A high perimeter fence and over 100 cameras secure the school's campus. During planning, architects sought to implement security measures without compromising the open campus concept. Natural lighting and interior glazing in the school's lobby present an illusion of friendliness, despite an advanced guest check-in system.

Canyon View cost $78 million to build, at a lower cost per square foot than the district's four other schools; $33 million of the total came from the Arizona School Facilities Board, with the remainder of the cost being financed by a voter-approved bond. The campus covers 237000 ft2, while its outdoor areas cover 102835 ft2.

==Academics==
===Enrollment===

Student body composition as of 2021
| Race and ethnicity | Total |  |
|---|---|---|
| White | 44.2% |  |
| Hispanic | 41.6% |  |
| Black | 7.1% |  |
| Two or more Races | 4.1% |  |
| Asian | 2.2% |  |
| American Indian/Alaska Native | 0.6% |  |
| Native Hawaiian/Pacific Islander | 0.3% |  |
| Sex | Total |  |
| Male | 52% |  |
| Female | 48% |  |

As of the 2021–2022 school year, Canyon View had an enrollment of 1,899 students and 84.40 teachers (on FTE basis), for a student–teacher ratio of 22.50. As of 2019, 30% of students are on free or reduced lunch. The National Center for Education Statistics reported that in 2021 and 2022, the ethnic demographics of students was 42.2% Caucasian, 41.9% Hispanic and Latino American, 8.3% African American, 2.1% Asian American, and 5.3% other including American Indian, Alaska Native, Native Hawaiian, Pacific Islander American, and multiple raced backgrounds, making up a majority minority. A shift in demographics has occurred since the school's opening in 2018; the percentage of Hispanic and Latino students has increased, while the percentage of Caucasian students has decreased. Likewise, the percentage of African American students has increased, while the percentage of multiple raced students has decreased.

===Curriculum===
Canyon View's curriculum typically includes four years of English, mathematics, and three years of laboratory-based sciences and history, consistent with other high schools in the Agua Fria Union High School District. Students also take one year of a foreign language, two years of a fine arts class, and four years of an elective class.

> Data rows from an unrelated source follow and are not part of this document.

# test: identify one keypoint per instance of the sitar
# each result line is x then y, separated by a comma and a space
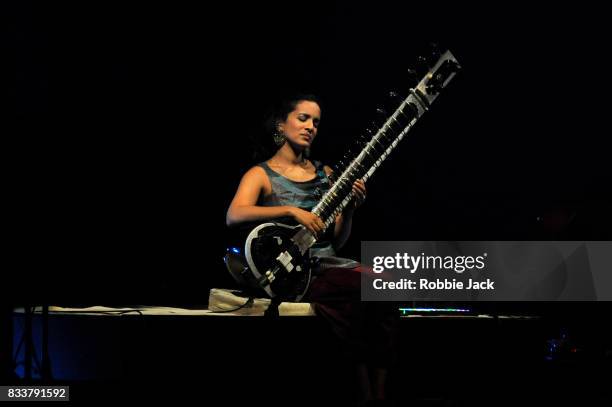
276, 260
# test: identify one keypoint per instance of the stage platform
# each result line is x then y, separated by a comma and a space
149, 352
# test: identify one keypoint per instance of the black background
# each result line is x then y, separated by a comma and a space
133, 123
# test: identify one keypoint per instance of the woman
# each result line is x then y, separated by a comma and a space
285, 188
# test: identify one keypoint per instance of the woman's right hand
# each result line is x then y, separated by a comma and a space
309, 220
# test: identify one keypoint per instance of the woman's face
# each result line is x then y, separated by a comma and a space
301, 125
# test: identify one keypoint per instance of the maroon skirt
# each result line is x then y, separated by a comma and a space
367, 330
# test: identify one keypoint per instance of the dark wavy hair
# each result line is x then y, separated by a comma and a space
263, 143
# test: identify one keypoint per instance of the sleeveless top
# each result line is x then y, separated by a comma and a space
305, 195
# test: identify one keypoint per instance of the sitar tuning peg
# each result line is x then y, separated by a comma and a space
412, 77
434, 53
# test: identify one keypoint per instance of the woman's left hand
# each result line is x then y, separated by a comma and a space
359, 192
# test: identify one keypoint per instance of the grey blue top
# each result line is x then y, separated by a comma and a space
305, 195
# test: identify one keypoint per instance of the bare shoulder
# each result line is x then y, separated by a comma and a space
327, 169
256, 177
255, 172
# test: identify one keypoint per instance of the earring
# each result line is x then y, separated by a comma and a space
279, 138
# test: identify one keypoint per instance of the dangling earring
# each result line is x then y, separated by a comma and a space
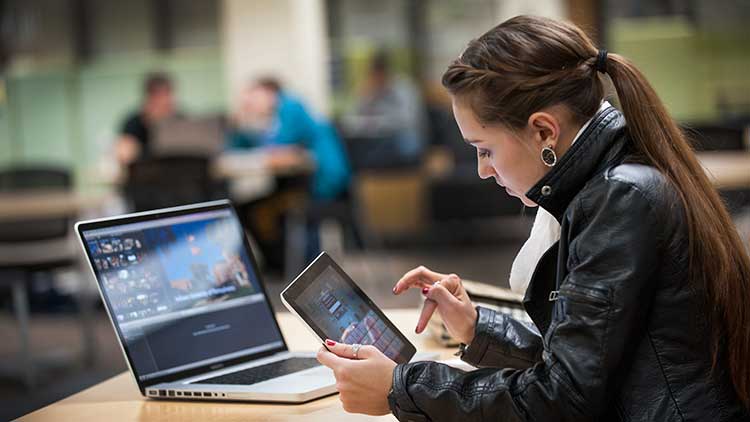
549, 158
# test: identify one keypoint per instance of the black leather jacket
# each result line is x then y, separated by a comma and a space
625, 337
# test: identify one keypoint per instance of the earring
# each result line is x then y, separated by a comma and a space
549, 158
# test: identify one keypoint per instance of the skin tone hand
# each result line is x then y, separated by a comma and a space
445, 293
363, 383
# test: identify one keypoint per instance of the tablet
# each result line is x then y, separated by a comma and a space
326, 299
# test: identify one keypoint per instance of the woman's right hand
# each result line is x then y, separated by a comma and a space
445, 293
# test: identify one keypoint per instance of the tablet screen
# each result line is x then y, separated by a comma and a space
335, 308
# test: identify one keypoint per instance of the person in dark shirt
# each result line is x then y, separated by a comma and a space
135, 133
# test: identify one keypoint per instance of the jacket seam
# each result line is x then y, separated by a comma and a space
664, 374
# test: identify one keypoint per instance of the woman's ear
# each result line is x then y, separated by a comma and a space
545, 129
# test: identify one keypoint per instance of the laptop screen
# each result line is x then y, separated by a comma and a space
182, 291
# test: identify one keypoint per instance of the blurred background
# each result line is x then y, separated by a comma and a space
323, 120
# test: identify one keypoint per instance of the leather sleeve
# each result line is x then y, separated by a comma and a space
500, 341
614, 251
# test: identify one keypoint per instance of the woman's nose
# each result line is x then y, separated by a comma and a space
484, 170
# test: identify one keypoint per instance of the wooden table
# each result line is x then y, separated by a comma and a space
118, 399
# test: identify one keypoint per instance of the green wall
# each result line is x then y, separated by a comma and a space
71, 114
690, 68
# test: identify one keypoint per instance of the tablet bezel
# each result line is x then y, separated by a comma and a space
290, 294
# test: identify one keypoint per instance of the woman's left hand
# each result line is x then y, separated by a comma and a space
363, 383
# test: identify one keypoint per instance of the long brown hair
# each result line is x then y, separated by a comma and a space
528, 63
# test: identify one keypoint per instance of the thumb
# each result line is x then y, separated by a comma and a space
347, 350
437, 296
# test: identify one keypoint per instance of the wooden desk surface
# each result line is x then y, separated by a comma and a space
118, 399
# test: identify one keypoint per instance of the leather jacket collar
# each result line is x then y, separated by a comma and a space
598, 147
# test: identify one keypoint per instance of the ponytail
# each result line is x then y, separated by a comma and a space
718, 259
528, 63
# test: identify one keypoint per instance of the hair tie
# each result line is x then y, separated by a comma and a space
601, 61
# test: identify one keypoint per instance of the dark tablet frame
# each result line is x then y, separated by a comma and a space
324, 261
103, 223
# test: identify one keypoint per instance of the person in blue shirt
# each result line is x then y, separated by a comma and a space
269, 116
272, 118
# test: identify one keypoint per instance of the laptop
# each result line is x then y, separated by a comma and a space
192, 136
190, 311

Canyon View offers multiple Advanced Placement (AP) classes, focusing on English, mathematics, science, history, art, and foreign languages. Through Estrella Mountain Community College's dual enrollment program, certain classes at Canyon View allow students to earn college credit concurrently as they take the course. Classes offering dual enrollment include Sports Medicine I and II, Algebra III, AP Biology, Anatomy & Physiology, AP Calculus, AP Statistics, and various agriculture-related classes.

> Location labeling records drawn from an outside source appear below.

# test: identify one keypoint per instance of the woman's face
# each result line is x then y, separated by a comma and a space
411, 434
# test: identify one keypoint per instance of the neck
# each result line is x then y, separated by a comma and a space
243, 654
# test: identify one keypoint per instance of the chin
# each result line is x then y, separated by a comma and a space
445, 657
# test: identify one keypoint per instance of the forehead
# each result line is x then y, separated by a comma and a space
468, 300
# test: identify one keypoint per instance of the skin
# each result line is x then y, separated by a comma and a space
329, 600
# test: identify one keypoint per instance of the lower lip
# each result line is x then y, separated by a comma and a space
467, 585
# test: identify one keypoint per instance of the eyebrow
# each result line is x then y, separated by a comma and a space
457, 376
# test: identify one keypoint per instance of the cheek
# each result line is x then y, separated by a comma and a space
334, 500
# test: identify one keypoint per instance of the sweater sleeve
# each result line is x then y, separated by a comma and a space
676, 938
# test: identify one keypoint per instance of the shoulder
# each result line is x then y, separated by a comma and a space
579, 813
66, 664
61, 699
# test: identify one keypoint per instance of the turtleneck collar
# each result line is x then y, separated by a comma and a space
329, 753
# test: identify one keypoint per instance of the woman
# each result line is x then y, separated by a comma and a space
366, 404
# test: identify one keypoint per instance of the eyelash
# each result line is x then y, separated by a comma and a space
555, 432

As part of the AFUHSD, sophomores, juniors, and seniors at Verrado can attend online classes through the school. These classes are taken outside of school hours, and a fee is required.

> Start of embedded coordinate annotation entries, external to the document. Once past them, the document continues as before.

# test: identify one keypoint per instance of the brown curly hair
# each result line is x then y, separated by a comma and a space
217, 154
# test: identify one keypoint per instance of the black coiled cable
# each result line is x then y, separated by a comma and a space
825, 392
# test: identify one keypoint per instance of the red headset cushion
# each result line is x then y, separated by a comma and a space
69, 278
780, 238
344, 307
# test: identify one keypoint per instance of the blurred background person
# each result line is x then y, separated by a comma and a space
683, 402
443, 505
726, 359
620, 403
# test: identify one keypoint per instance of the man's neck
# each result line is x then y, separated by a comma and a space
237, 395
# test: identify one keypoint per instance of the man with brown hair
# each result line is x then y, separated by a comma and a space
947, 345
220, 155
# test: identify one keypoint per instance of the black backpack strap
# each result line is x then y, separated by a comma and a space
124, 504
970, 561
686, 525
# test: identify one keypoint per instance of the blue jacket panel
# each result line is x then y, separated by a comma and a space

==Extracurricular activities==
Canyon View High School fields 22 varsity teams, including badminton, track/cross country, football, golf, swimming, volleyball, basketball, soccer, wrestling, baseball/softball, and tennis; additionally, Canyon View has an esports team. These teams compete under the Canyon View Jaguars moniker in the Arizona Interscholastic Association (AIA). In the AIA, the Canyon View Jaguars compete in the 5A conference and in Division II.